Con il gruppo di Diagonale, Vecchiali poteva produrre anche due film allo stesso tempo, uno per sé (La Machine) e uno per Jean-Claude Biette

Una scena da «Once More – Encore» (1988)

(Le Théâtre des matières), più o meno con la stessa équipe, più o meno con gli stessi attori. E più o meno con la stessa storia! Questo gruppo, questa «rete» di amici e complici i cui progetti nascevano anche da esperienze personali aveva infatti lanciato la scommessa di un’utopia, di un fare cinema come gesto collettivo – partecipando gli uni ai film degli altri per garantire all’opera la libertà che poteva essere messa a rischio dalle dinamiche di mercato. E così che si confrontano con il loro tempo, che ne intuiscono prima che avvengano le trasformazioni, il passaggio dagli anni Settanta agli Ottanta, il bisogno di dare voce ai conflitti, alla solitudine, alla più profonda fisicità.
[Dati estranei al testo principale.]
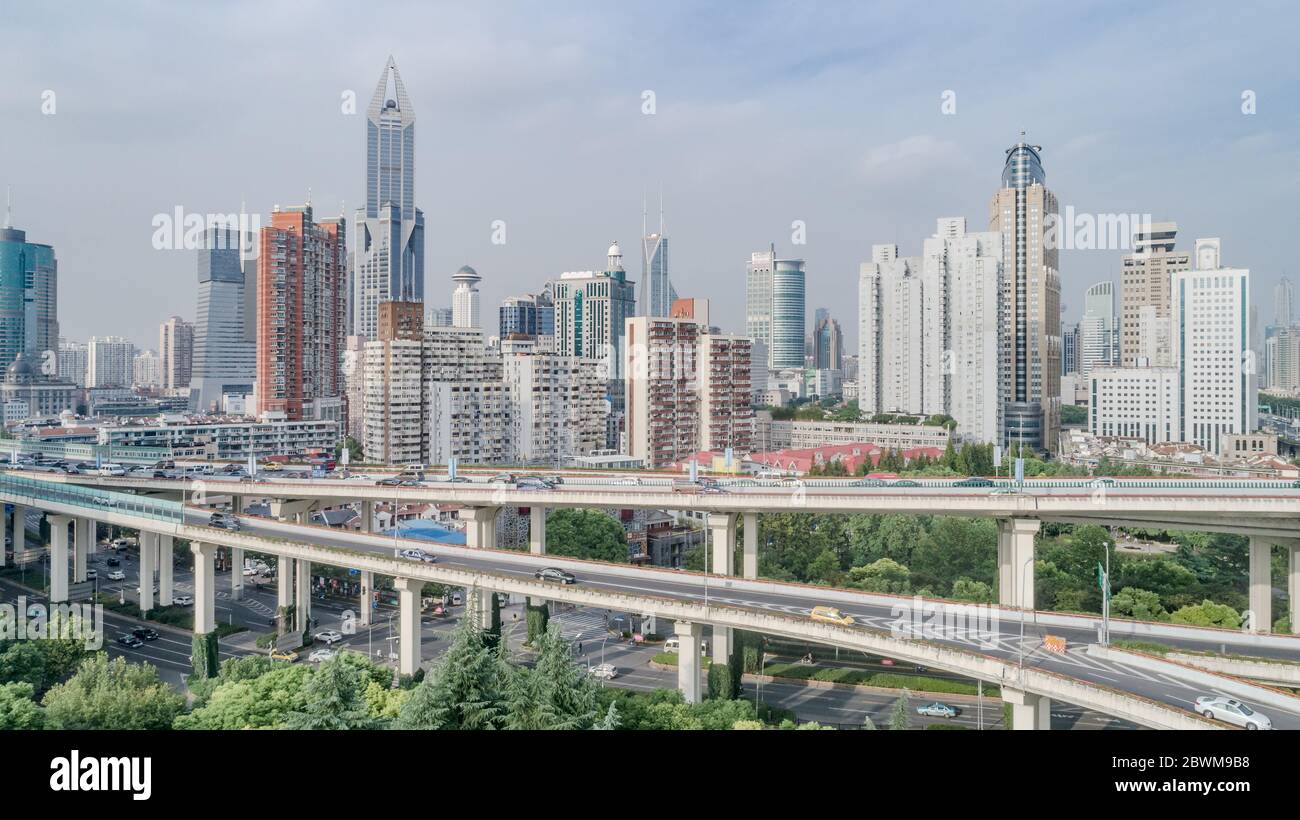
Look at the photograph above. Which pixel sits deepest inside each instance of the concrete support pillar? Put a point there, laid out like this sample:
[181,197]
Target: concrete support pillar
[1028,711]
[167,563]
[148,560]
[367,594]
[79,551]
[722,532]
[480,526]
[688,659]
[303,584]
[20,530]
[1294,584]
[367,512]
[204,588]
[537,530]
[1261,584]
[235,575]
[749,569]
[59,558]
[408,624]
[1015,562]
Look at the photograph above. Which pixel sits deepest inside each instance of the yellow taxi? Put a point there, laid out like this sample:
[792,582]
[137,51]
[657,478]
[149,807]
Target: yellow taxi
[830,615]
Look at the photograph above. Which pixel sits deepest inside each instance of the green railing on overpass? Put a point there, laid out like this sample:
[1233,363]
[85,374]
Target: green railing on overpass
[33,491]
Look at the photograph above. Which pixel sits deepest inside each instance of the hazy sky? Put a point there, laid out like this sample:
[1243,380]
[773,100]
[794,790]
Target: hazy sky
[532,113]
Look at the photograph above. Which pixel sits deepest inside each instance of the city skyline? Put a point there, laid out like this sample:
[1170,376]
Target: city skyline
[521,144]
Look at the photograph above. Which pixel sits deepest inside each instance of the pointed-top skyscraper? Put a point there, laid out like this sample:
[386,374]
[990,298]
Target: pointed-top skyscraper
[657,291]
[388,247]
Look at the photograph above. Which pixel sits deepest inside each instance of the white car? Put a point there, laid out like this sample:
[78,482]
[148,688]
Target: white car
[1230,710]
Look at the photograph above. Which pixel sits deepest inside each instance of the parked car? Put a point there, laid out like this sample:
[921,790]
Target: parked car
[555,573]
[830,615]
[1230,710]
[937,710]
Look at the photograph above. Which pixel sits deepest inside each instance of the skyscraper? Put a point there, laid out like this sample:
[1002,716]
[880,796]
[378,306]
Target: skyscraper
[29,290]
[388,244]
[224,361]
[1144,295]
[176,352]
[1023,211]
[1212,348]
[657,293]
[300,316]
[775,307]
[1283,303]
[464,298]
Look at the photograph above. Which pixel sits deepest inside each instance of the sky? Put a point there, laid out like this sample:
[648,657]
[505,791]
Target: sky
[865,122]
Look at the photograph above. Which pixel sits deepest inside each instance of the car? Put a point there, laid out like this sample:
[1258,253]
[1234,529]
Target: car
[417,555]
[830,615]
[555,573]
[1230,710]
[937,710]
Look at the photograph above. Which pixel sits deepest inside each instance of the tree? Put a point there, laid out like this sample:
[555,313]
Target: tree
[1138,603]
[462,689]
[900,716]
[112,694]
[334,699]
[1208,614]
[17,707]
[586,534]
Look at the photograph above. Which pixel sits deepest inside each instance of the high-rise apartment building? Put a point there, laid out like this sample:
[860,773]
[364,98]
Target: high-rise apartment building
[1212,348]
[687,390]
[224,358]
[176,352]
[775,307]
[300,316]
[928,329]
[1144,285]
[388,242]
[590,311]
[109,363]
[1025,211]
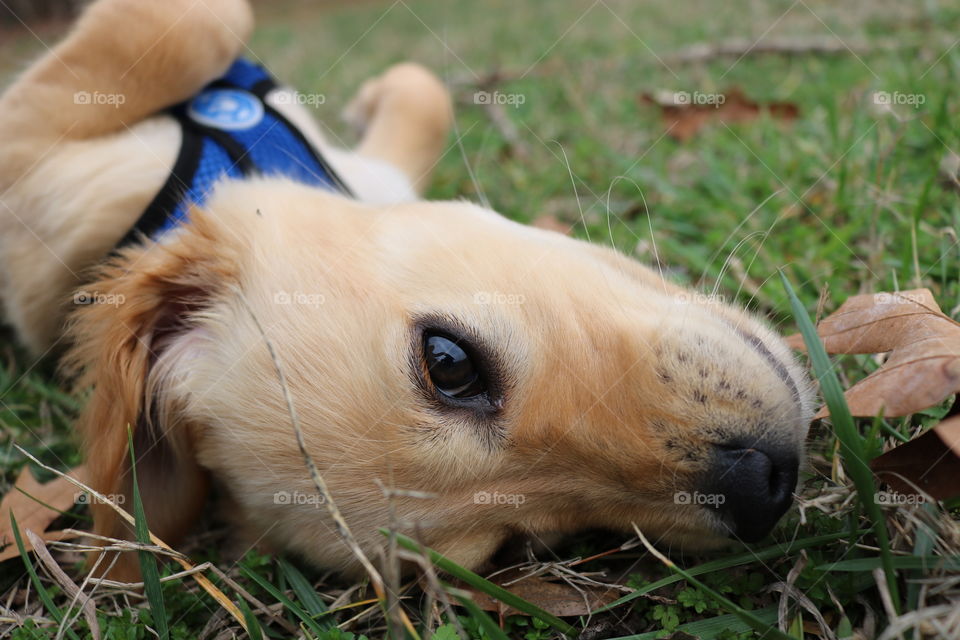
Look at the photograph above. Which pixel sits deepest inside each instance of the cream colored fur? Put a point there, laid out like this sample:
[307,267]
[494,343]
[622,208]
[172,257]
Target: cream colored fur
[607,365]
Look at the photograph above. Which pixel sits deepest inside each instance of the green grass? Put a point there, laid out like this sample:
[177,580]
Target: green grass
[846,199]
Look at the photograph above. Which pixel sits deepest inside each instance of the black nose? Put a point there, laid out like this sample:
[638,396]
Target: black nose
[756,482]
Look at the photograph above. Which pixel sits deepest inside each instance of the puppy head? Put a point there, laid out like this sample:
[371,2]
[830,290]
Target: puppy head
[528,382]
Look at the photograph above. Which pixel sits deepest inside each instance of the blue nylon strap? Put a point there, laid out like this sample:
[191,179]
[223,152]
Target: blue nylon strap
[230,132]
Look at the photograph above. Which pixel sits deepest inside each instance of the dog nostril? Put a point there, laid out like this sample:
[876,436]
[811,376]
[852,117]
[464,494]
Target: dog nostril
[756,483]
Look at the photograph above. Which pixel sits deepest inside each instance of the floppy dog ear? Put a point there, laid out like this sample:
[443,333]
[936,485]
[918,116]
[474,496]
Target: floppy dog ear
[129,342]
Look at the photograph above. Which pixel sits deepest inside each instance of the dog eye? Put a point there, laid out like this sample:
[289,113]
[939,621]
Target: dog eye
[451,368]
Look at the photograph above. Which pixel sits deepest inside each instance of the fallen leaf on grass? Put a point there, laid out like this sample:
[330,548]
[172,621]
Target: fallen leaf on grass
[684,113]
[930,462]
[35,506]
[922,368]
[551,223]
[557,598]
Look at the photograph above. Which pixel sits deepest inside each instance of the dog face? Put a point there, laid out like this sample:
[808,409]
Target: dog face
[505,380]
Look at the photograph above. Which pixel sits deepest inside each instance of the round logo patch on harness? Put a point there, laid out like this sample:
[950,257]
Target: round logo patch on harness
[228,109]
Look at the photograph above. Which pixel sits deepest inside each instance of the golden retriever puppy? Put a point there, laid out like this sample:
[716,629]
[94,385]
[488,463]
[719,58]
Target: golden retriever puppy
[529,382]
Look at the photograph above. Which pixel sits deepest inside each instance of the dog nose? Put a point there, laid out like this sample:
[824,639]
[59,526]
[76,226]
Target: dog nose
[756,482]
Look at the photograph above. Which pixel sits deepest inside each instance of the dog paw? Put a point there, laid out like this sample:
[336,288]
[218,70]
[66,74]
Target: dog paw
[404,83]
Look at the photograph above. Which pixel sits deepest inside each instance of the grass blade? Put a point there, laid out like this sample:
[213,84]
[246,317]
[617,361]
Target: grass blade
[851,442]
[926,563]
[306,594]
[294,608]
[712,627]
[253,625]
[483,585]
[148,562]
[748,617]
[485,622]
[775,551]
«UN FILM sull’amore e sulla paura di amare» definiva Vecchiali Once More – Encore (1988), commedia musicale e concentrato di vita in dieci piani sequenza, che nell’amore impossibile – ma «per sempre» – del protagonista per il suo primo amante riesce a parlare dell’aids, per la prima volta, senza retorica, nel flusso appunto della vita – la rivista «Filmcritica» lo premiò col Bastone bianco, era stato presentato alla Mostra di Venezia, e col regista mantenne un legame specialissimo. Con Vecchiali se ne va uno degli ultimi cineasti europei della generazione che ha inventato la modernità. Un concetto molto sfaccettato e non univoco del quale è stato un interprete tra i più fantasiosi e estroversi. Molti suoi compagni di strada si sono normalizzati, lui è rimasto indefinibile fino alla fine.